Max Cooper, MD

Dr. Max Cooper is a Georgia Research Alliance Eminent Scholar in Immunology,  member of the Emory Vaccine Center, and Professor of Pathology & Laboratory Medicine in the Emory University School of Medicine.  Dr. Cooper is recognized for his research on lymphocyte development and function in healthy and immunocompromised individuals.  With Robert Good at the University of Minnesota, he delineated the developmentally separate, but functionally intertwined T and B cell arms of the adaptive immune system.  With Paul Kincade at the University of Alabama, he showed that IgM-bearing lymphocytes give rise to B cells that switch to the production of other Ig isotypes. Dr. Cooper worked with John Owen and Martin Raff at University College London to determine the hematopoietic tissue origin of B cells and to identify B cell precursors. Dale Bockman and Cooper described the specialized transcytotic epithelial “M” cells in mammalian Peyer’s patches and appendix and the avian bursa of Fabricius.  Dr. Cooper worked with Zeev Pancer and Jan Klein to define an alternative adaptive immune system in jawless vertebrates that uses leucine-rich-repeat gene segments instead of Ig gene segments to generate a clonally diverse repertoire of antigen receptors on T-like and B-like lymphocytes.
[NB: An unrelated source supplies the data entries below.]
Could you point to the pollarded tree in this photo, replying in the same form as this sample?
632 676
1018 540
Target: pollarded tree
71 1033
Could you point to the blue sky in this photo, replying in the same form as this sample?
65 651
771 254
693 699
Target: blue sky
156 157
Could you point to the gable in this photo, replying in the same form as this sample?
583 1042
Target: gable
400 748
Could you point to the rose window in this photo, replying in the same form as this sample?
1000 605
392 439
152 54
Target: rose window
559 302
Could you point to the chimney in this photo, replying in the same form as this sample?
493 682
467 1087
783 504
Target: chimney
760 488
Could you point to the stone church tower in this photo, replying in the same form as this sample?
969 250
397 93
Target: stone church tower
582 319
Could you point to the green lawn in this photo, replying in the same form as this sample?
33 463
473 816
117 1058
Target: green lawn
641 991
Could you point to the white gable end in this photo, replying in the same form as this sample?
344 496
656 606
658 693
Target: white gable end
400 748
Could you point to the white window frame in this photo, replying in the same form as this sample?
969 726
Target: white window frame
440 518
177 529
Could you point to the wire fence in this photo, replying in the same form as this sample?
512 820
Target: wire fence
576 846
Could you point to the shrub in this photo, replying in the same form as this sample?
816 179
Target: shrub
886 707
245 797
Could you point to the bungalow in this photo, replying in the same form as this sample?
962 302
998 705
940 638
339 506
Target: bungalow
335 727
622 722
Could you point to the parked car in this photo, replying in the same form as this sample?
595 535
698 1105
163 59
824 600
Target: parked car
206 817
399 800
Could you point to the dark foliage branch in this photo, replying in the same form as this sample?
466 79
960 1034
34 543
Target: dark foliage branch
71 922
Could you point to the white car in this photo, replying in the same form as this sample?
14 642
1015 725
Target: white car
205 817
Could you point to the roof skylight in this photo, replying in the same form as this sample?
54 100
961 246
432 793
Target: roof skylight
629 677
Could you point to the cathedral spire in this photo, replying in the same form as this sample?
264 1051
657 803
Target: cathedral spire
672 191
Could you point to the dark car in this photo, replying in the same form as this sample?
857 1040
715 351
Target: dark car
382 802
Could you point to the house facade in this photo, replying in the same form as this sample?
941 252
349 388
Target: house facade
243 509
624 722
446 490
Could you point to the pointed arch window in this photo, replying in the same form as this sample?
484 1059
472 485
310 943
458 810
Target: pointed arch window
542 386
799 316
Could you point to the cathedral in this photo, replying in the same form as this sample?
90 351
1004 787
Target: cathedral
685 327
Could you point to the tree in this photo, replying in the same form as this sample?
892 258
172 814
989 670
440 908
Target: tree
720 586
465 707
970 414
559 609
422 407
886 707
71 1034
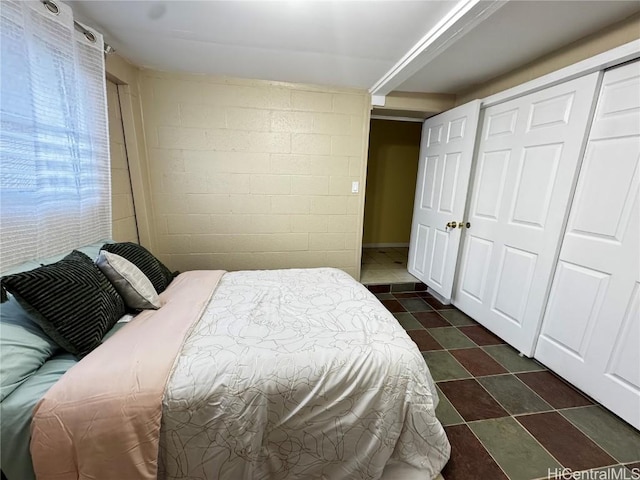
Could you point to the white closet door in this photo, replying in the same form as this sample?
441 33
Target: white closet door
591 330
525 169
446 152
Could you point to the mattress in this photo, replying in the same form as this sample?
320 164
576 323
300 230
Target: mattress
298 374
287 374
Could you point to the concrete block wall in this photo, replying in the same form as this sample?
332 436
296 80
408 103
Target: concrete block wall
251 174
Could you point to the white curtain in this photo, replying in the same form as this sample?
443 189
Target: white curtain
55 181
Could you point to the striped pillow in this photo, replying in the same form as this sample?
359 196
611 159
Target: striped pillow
153 268
134 287
71 300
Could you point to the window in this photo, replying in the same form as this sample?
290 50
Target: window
55 191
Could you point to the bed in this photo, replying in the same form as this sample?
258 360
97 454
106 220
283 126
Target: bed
282 374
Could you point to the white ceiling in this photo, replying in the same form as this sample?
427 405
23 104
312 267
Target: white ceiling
342 43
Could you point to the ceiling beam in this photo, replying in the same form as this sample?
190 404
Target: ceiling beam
464 17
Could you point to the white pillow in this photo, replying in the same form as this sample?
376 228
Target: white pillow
129 281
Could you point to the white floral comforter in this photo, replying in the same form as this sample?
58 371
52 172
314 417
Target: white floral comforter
298 374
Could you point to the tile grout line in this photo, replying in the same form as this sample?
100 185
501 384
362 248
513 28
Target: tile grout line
513 416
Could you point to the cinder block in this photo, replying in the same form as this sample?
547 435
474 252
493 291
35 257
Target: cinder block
311 101
331 123
311 144
309 164
343 223
309 185
289 204
248 119
270 184
202 116
199 162
346 145
309 223
326 241
251 203
348 103
182 138
208 203
294 122
329 205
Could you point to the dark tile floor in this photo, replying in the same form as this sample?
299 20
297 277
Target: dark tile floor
507 416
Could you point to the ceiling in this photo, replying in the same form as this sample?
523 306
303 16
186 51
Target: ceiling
417 46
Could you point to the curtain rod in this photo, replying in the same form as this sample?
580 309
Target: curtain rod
53 8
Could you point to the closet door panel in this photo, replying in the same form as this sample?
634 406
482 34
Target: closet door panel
591 329
527 163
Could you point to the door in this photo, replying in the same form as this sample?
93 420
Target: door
446 152
526 167
591 329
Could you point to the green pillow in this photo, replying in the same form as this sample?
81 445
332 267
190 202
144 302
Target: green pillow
24 347
71 300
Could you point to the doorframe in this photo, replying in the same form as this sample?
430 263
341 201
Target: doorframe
598 63
615 56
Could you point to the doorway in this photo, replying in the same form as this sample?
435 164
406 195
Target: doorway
394 148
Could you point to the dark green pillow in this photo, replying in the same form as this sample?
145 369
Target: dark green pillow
142 258
71 300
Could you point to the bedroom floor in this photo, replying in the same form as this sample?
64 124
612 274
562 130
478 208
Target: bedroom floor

He has authored more than 650 peer-reviewed papers, and book chapters and reviews. He has served or serving as an Associate Editor and member of the editorial board of many prestigious immunology and cell biology journals.

Dr. Cooper is a member of the National Academy of Sciences, the Institute of Medicine, and the American Academy of Arts and Sciences. He is a former Howard Hughes Medical Institute Investigator and has received numerous awards; most notables are the 3M Life Science Award, Sandoz Prize in Immunology, American College of Physicians Science Award, American Association of Immunologists Lifetime Achievement Award, Avery-Landsteiner Prize, and the Robert-Koch-Stiftung Award for New Fundamental Research and Discoveries in the Field of Immunology.